La chute de Trump

Aucun vent ne peut aider ceux qui ne savent pas où ils vont. Quoique à peine consolidée, la défaite de Donald Trump aux États-Unis présente deux points de vue apparemment opposés. Pour certains, comme Ricardo Kotscho, la défaite a asséché le marais qui a créé les miasmes politiques qui ont assombri le 21e siècle; il y aura certainement une restauration vertueuse du passé récent. D’autres, comme Glenn Greenwald, en revanche, pensent que rien ne changera effectivement parce que les intérêts derrière le Parti démocrate et Joe Biden sont, par essence, aussi oligarchiques que ceux qui ont maintenu Trump à flot. Ces points de vue ne tiennent pas compte du contexte dans lequel est née l’extrême droite contemporaine – et de la façon dont ce scénario s’est transformé depuis que la pandémie s’est installée. Pour cette raison, l’opportunité manquée par la gauche il y a douze ans et l’émergence d’un nouveau fossé ces derniers mois leur échappe – tout comme l’effort requis pour en profiter.

Cet article prend en charge quatre hypothèses:

a) Trump n’est pas la cause, mais l’effet d’une crise du capitalisme qui a commencé en 2008 et qui n’a pas encore été résolue.
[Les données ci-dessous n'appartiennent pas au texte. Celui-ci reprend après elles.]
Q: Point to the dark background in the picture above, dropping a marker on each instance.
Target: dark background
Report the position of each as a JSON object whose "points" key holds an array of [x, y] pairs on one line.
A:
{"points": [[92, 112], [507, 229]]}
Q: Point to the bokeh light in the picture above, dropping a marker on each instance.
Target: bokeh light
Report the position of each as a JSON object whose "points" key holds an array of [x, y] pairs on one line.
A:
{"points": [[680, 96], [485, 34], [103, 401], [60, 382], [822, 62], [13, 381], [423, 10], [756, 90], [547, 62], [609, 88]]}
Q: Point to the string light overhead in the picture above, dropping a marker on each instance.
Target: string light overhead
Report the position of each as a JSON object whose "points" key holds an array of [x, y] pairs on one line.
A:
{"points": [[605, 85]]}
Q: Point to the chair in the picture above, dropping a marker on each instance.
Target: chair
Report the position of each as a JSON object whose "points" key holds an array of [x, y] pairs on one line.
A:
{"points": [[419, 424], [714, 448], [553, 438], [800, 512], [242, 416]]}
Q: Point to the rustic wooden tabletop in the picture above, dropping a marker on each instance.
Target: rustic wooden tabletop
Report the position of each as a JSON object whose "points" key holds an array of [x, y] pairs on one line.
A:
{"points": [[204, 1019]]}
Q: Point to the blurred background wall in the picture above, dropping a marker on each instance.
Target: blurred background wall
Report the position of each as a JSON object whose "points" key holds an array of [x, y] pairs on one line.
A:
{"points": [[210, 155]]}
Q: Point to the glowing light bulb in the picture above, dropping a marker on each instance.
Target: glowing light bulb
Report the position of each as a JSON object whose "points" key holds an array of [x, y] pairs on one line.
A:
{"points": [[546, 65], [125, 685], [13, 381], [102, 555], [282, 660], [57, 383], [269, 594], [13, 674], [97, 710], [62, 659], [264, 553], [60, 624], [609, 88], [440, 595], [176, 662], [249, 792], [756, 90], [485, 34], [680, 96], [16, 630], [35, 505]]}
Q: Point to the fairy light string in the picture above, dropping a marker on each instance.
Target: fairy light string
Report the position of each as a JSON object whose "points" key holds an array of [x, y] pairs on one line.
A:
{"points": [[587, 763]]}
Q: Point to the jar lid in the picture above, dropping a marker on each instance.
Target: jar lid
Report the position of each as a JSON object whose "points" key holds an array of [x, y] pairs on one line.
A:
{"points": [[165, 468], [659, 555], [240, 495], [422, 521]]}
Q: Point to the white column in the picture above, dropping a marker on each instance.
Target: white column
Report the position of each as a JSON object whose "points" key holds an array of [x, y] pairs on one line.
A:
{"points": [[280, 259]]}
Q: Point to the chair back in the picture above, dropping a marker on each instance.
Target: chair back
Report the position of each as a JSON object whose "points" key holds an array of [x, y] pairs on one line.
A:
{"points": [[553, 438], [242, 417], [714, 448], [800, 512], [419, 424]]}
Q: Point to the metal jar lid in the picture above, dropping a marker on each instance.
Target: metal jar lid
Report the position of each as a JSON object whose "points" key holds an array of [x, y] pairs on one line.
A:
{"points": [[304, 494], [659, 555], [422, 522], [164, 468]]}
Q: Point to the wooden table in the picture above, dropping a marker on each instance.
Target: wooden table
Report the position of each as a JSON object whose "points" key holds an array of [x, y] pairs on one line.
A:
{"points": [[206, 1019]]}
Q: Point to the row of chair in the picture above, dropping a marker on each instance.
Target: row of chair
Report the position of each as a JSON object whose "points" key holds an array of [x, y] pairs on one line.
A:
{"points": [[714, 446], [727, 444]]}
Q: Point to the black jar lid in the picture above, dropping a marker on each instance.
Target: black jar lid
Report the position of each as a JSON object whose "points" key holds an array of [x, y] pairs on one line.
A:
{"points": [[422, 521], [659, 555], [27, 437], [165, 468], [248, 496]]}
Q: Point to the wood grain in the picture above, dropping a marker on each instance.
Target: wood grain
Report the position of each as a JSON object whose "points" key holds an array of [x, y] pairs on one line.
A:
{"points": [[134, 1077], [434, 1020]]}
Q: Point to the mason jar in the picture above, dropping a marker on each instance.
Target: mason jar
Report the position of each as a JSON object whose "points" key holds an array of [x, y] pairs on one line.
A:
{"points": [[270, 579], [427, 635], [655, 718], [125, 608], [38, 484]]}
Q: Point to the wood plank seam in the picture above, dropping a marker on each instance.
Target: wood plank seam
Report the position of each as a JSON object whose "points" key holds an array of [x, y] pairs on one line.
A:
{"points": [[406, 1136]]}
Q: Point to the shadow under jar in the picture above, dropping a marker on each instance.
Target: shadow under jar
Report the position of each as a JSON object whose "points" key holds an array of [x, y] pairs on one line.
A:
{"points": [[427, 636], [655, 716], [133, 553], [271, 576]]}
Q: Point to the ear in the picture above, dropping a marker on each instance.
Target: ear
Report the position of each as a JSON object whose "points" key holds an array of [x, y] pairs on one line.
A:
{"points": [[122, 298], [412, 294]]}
Cependant, l’importance du président aujourd’hui déchu ne peut être sous-estimée. Il a illustré, même symboliquement, le mouvement de tenailles mené par l’oligarchie financière pour échapper à la crise. Une telle démarche impliquait de parier sur deux blocs politiques à la fois: le néolibéralisme classique et le néo-fascisme; et construire, à travers cette combinaison, des illusions magiques qui cachaient l’ultra concentration des richesses et le démantèlement de la démocratie;

b) Cette tactique ne pouvait être réalisée qu’en profitant d’un énorme déficit d’imagination politique de la part de la gauche. Face à la crise institutionnelle, la gauche n’a pas réussi à formuler une perspective post-capitaliste. Étonné, il a accepté le discours selon lequel il n’y avait pas d’autre moyen que de sauver les banques et d’imposer «l’austérité» et des «ajustements fiscaux» à la majorité. Ce faisant, la gauche a fait le tragique erreur qui a défini les dix dernières années car elle a ouvert la voie à l’extrême droite pour qu’elle porte un masque anti-établissement et obtienne un soutien populaire jusqu’alors impensable.
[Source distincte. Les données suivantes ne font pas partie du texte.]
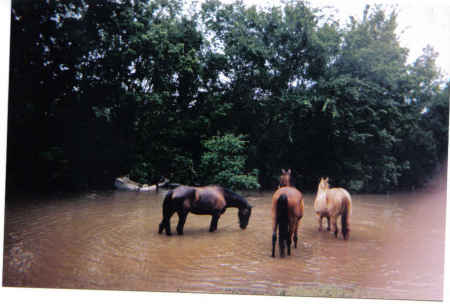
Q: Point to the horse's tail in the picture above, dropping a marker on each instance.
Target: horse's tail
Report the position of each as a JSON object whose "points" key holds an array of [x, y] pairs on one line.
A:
{"points": [[345, 217], [282, 215]]}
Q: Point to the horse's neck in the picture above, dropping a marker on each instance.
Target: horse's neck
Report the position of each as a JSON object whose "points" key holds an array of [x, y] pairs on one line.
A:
{"points": [[321, 199]]}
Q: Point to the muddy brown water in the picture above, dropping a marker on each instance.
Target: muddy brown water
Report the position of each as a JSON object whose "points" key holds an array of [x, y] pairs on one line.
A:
{"points": [[109, 240]]}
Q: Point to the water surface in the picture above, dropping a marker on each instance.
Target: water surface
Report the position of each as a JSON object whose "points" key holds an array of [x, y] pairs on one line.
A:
{"points": [[109, 240]]}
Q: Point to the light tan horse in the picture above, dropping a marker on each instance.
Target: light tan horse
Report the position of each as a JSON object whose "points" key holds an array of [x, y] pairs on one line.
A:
{"points": [[287, 210], [331, 203]]}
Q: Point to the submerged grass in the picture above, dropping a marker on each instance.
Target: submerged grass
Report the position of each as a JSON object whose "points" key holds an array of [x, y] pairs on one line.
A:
{"points": [[325, 290]]}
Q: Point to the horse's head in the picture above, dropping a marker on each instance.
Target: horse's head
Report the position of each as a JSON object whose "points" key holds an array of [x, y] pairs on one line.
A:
{"points": [[244, 216], [323, 185], [285, 178]]}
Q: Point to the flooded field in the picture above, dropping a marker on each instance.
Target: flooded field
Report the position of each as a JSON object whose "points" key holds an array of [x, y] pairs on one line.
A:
{"points": [[109, 241]]}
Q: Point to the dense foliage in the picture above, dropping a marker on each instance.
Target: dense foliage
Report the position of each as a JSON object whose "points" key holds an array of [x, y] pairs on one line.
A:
{"points": [[104, 88]]}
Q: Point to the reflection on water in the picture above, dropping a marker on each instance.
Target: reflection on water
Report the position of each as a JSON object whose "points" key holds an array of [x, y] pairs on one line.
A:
{"points": [[109, 240]]}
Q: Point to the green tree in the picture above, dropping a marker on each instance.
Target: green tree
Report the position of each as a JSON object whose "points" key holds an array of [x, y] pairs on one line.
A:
{"points": [[223, 163]]}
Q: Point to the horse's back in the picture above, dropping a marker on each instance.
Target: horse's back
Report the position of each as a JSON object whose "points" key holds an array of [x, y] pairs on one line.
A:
{"points": [[339, 197], [294, 197], [208, 198], [183, 192]]}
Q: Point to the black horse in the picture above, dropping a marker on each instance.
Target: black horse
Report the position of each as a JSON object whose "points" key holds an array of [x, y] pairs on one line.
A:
{"points": [[213, 200]]}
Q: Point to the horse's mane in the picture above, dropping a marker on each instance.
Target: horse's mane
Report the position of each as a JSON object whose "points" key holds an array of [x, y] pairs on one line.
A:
{"points": [[231, 197]]}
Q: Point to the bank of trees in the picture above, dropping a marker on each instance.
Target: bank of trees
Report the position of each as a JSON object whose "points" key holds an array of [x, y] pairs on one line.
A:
{"points": [[162, 88]]}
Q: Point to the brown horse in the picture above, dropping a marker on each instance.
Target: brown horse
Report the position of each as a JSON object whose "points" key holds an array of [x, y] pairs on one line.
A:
{"points": [[331, 203], [287, 210], [212, 200]]}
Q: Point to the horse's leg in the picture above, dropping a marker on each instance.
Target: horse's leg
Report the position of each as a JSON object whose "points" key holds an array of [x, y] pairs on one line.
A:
{"points": [[334, 225], [181, 220], [274, 241], [214, 220], [320, 222], [295, 233], [289, 236], [165, 223], [281, 241]]}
c) La pandémie COVID-19 remue les cartes à nouveau pour deux raisons. Premièrement, parce qu’elle met en évidence l’incapacité de l’extrême droite à offrir une protection aux masses dans les pays qu’elle gouverne. Cet échec, qui peut être mortel pour un gouvernement «populiste», découle des liens que Trump et Bolsonaro entretiennent avec l’oligarchie financière, de plus en plus évidents. Deuxièmement, parce que la pandémie – qui subit actuellement une «deuxième vague» – expose la fragilité de la «solution» adoptée en 2008 pour faire face à la crise financière. Dans les mois à venir, il y aura plus de dévastation économique et sociale, ce qui ouvrira la voie à la discussion, une fois de plus, des deux manières opposées de faire face au drame.
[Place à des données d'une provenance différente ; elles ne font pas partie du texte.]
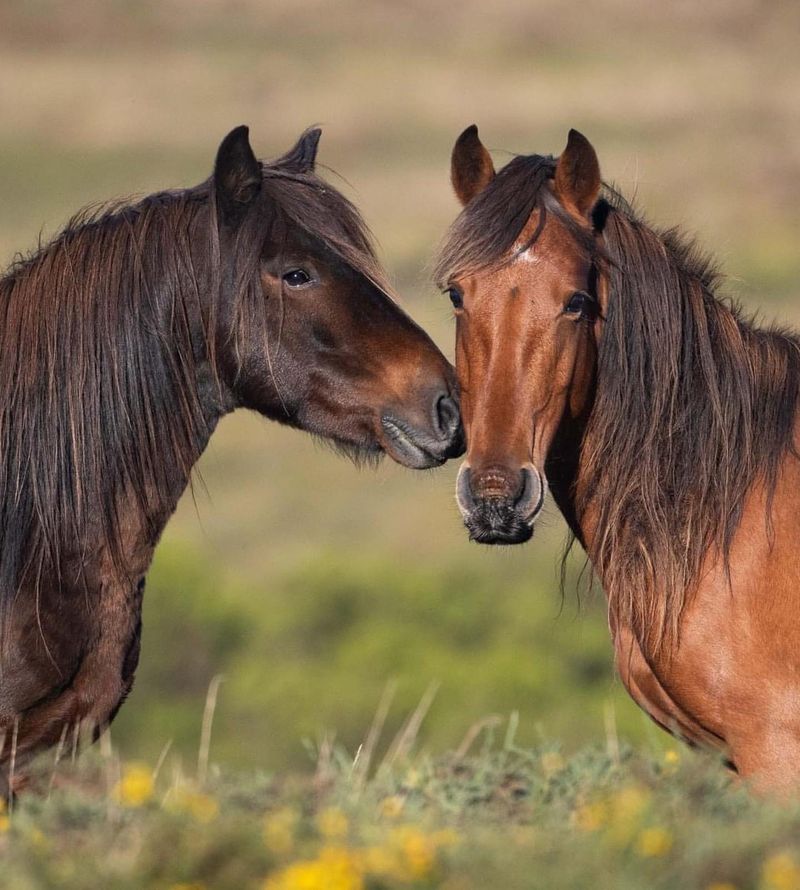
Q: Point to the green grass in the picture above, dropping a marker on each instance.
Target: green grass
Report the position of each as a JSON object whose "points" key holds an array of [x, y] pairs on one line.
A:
{"points": [[491, 815], [312, 588]]}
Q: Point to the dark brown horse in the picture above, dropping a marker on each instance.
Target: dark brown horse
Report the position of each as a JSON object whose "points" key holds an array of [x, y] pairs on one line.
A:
{"points": [[122, 343], [596, 359]]}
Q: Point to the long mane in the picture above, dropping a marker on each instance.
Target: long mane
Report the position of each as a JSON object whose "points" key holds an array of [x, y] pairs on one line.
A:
{"points": [[106, 334], [694, 403], [694, 406]]}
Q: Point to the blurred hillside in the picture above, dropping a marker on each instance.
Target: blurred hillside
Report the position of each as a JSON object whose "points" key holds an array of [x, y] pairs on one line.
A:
{"points": [[307, 583]]}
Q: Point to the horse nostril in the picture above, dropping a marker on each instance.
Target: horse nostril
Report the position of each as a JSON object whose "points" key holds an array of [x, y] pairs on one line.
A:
{"points": [[448, 417], [528, 499]]}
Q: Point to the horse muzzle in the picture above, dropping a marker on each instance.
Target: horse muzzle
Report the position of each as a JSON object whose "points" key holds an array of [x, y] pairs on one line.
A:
{"points": [[430, 444], [498, 505]]}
d) De même, au Brésil, l’atmosphère obscure des deux dernières années peut changer. Le manque de Une opposition efficace a jusqu’à présent protégé Bolsonaro – contrairement à ce qui s’est passé, bien avant les États-Unis, en Argentine, au Chili, en Équateur et en Bolivie, par exemple. Mais la sous-performance probable des candidats qu’il soutient aux prochaines élections municipales montre que le climat de confrontation permanente qu’il a créé est peut-être devenu inefficace. De plus, il devra faire face, juste après les élections, à un ensemble de problèmes graves – chômage, appauvrissement, inflation alimentaire – auxquels son programme ultralibéral n’a pas de réponse. Et, enfin, il est fort possible que l’élection donne lieu à une gauche renouvelée, plurielle, moins susceptible d’accepter la polarisation artificielle que le président utilise comme stratégie politique.